The Church of England parish church of St Leonard, to the west of the village near the Avon, is from the late 12th century and is a Grade I listed building. Alterations were made in the 13th century (probably including the addition of the tower), and again in the 14th and 16th. The foundations of the tower proved to be inadequate and its height was reduced, probably in the 16th century. In the 19th century a north transept was added. Restoration in 1902–11 was directed by C.E. Ponting.

Today the church is part of the Avon River team ministry.

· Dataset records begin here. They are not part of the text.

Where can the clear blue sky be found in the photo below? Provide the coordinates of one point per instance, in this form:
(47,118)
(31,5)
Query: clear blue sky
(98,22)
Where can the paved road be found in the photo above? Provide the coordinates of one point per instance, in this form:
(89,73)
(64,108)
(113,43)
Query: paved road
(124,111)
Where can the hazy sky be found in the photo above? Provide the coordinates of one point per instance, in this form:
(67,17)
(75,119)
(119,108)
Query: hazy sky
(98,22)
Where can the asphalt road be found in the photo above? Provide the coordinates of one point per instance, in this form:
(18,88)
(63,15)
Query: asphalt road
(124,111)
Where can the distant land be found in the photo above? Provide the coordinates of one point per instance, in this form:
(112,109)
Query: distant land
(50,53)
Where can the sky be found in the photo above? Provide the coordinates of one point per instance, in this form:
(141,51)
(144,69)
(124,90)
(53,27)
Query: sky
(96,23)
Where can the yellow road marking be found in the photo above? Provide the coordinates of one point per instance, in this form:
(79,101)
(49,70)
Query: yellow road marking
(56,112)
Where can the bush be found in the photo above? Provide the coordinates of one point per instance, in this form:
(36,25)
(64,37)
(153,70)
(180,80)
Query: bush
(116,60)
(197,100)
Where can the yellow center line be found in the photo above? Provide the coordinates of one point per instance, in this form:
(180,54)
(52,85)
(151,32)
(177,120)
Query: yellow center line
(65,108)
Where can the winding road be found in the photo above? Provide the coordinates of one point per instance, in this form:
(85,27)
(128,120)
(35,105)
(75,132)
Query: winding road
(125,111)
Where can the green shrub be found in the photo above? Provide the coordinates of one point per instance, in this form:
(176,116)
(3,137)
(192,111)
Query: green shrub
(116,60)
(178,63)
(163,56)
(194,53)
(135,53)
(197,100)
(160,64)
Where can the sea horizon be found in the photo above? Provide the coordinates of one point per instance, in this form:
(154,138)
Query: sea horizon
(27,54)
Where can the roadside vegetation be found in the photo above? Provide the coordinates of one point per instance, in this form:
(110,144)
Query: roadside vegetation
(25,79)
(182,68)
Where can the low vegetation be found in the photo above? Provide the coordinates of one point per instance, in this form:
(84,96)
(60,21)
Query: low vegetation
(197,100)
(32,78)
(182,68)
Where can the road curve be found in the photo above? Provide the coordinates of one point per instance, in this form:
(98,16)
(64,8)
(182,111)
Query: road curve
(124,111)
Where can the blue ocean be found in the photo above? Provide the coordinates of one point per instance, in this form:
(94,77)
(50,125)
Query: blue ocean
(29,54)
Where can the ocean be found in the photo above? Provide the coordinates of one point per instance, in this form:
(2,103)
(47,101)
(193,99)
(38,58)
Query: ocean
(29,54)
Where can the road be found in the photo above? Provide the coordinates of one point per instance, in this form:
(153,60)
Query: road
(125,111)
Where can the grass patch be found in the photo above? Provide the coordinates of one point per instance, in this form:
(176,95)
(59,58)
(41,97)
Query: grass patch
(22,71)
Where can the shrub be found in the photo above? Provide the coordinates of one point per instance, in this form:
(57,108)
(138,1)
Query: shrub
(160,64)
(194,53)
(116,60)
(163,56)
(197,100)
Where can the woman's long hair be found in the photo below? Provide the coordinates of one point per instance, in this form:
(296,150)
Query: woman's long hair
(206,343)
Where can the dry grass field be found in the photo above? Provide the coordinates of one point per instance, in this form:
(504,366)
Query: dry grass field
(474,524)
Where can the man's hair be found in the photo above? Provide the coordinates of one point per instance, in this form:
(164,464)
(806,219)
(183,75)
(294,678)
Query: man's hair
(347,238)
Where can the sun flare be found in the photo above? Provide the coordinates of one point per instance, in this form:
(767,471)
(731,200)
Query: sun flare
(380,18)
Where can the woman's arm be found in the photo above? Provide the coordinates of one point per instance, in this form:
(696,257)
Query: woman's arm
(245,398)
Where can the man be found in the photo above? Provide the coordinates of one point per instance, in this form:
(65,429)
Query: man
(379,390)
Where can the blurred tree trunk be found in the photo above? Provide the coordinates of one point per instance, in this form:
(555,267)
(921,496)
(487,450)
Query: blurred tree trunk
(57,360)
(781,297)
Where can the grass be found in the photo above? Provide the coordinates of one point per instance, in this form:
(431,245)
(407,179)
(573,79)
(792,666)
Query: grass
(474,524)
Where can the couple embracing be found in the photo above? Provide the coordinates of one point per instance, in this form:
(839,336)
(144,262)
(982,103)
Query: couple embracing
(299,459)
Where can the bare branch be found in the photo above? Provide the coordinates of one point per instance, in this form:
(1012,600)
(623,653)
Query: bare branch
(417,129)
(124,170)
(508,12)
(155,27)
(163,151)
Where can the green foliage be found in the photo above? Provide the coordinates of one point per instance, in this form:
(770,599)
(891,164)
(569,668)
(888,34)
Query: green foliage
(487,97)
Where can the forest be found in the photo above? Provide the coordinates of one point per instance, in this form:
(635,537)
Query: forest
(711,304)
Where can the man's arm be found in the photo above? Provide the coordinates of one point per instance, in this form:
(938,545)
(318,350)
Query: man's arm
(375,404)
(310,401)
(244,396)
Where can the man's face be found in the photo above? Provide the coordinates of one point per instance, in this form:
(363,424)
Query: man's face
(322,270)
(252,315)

=== Independent chapel ===
Bulford Independent Congregational Chapel was built towards the south of the village in 1828 to replace an earlier meeting house. As of 2016 the chapel is still in use and the congregation is associated with the Evangelical Fellowship of Congregational Churches.

=== Bulford Camp ===
Bulford Camp has an Anglican church, St George's (1920s) and a Catholic church, Our Lady Queen of Peace (1960s).

== Schools ==
Bulford St Leonard's CE (VA) Primary School serves the village. An elementary school was built on the High Street in 1874, replacing a school founded in 1758 which was housed in a cottage near the church. Following the expansion of the village in the 1960s, the present building was opened in 1971 on a new site towards the northeast of the village.

Avondale School is an independent preparatory school for children aged 2–11. The school was founded in Amesbury and has been on Bulford's High Street since 1957.

Bulford Camp has a primary school called Kiwi Primary School.